Tonight, Friday, August 4: Tot Shabbat Service at 5pm, followed at 6pm by our “First Friday” Shabbat Dinner. Bring a pot luck vegetarian/dairy dish to share.
Tomorrow, Saturday, August 5, 10am: Carol Super Gold celebrates her Adult Bat Mitzvah.
And Sunday, August 6, 11am-1pm (SEE BELOW!): a delicious brunch honoring our Chesed Circle volunteers – all are welcome!

Dear Friends,

This Sunday, August 6 at our “First Sunday” brunch, we are honoring the volunteers in our Chesed Circle. These are the folks among you who have simply signed up for our Chesed Circle email list, which means that when someone in our community needs an act of chesed – kindness – these people are invited to respond.

Anyone can join our Chesed Circle; just let the office know that you would like your name added to the list. No meetings! But once a year, we do want to gather to honor our volunteers.

In so doing, we are following a very old Jewish tradition: the Volunteer Banquet. For centuries, Jewish communities would organize multiple volunteer societies to meet the needs of the community. There would typically be an organization for Malbish Arumim, Clothing the Naked,” which provided clothes for the needy, and an Ozer Dalim, “Helping the Poor”, which would distribute alms. There would be a Hachnassat Kalah, “Dowering the Bride”, which would use its funds to underwrite marriage expenses and dowry for the impoverished bride, and a Talmud Torah organization that would support the free school for orphans and children of the poor. The Free Loan Society would provide interest-free loans to members of the community. A Bikkur Cholim, “Visiting the Sick”, society would help care for the sick, and the Chevra Kadisha, “The Holy Association”, would bury the dead. In many communities, the voluntary societies would hold an annual banquet to honor their members (and to raise funds, too, I assume!)

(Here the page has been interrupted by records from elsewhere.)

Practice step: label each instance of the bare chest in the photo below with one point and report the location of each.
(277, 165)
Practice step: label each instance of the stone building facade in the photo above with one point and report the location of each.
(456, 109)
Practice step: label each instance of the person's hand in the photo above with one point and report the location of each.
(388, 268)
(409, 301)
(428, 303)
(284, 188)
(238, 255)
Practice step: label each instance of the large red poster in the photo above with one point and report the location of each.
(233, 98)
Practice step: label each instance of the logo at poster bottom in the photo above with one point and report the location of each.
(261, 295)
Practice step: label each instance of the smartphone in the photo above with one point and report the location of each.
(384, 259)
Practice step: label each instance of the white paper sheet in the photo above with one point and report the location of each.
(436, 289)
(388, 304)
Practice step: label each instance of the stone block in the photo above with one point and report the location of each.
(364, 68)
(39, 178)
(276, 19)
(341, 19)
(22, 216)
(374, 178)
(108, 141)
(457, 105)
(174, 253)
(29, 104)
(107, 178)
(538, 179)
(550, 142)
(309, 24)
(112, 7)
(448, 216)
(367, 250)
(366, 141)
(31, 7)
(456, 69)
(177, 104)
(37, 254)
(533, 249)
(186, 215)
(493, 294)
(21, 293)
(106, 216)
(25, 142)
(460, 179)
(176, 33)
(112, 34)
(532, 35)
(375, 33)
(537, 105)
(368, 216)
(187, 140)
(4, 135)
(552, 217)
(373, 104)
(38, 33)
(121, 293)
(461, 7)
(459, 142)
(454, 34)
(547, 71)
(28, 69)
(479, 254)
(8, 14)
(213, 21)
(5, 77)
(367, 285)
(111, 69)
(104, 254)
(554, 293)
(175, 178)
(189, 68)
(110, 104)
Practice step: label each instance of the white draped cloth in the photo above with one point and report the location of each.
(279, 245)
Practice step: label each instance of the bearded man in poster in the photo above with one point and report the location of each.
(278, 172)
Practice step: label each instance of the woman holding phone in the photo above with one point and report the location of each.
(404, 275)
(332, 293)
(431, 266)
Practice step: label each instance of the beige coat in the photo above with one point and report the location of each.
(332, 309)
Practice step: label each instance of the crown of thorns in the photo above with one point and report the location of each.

As Jews immigrated to the United States, and Jewish communities reestablished themselves here, these volunteer associations were recreated in new institutional forms. Jewish hospitals and social service agencies were founded. Jewish Federations took on many of the functions of the volunteer societies of the old country. In many, many ways the Jewish community has continued to do an exemplary job of caring the sick and the needy. But institutions can become impersonal, and a sense of intimacy is usually lost. Smaller and more intimate communities such as our own are well served by following the model of the shtetl, and finding ways to take care of our own. We have much to learn from the ultra-orthodox world, which never gave up these caring functions in their communities. Their volunteer organizations are known as gemachs, which is an acronym for Gemilut Chasadim, “Acts of Loving Kindness.” I remember visiting an old friend who had become very orthodox and now lived in a religious community in Israel. She showed me the local phone book, which had an entire section devoted to various gemachs that provided every service imaginable, and for free.

So, despite our complicated and fragmented lives, we at the WJC follow our Jewish obligation to do our best to offer caring acts to those in need in our community. Our Chesed Circle fulfills many of those needs. And so, like our ancestors, we have decided to hold our first annual Chesed Circle Banquet this Sunday from 11am-1pm to honor our volunteers. I especially want to thank Gwen Tapper, volunteer extraordinaire, who coordinates our Chesed Circle and is organizing the brunch. Thank you, Gwen!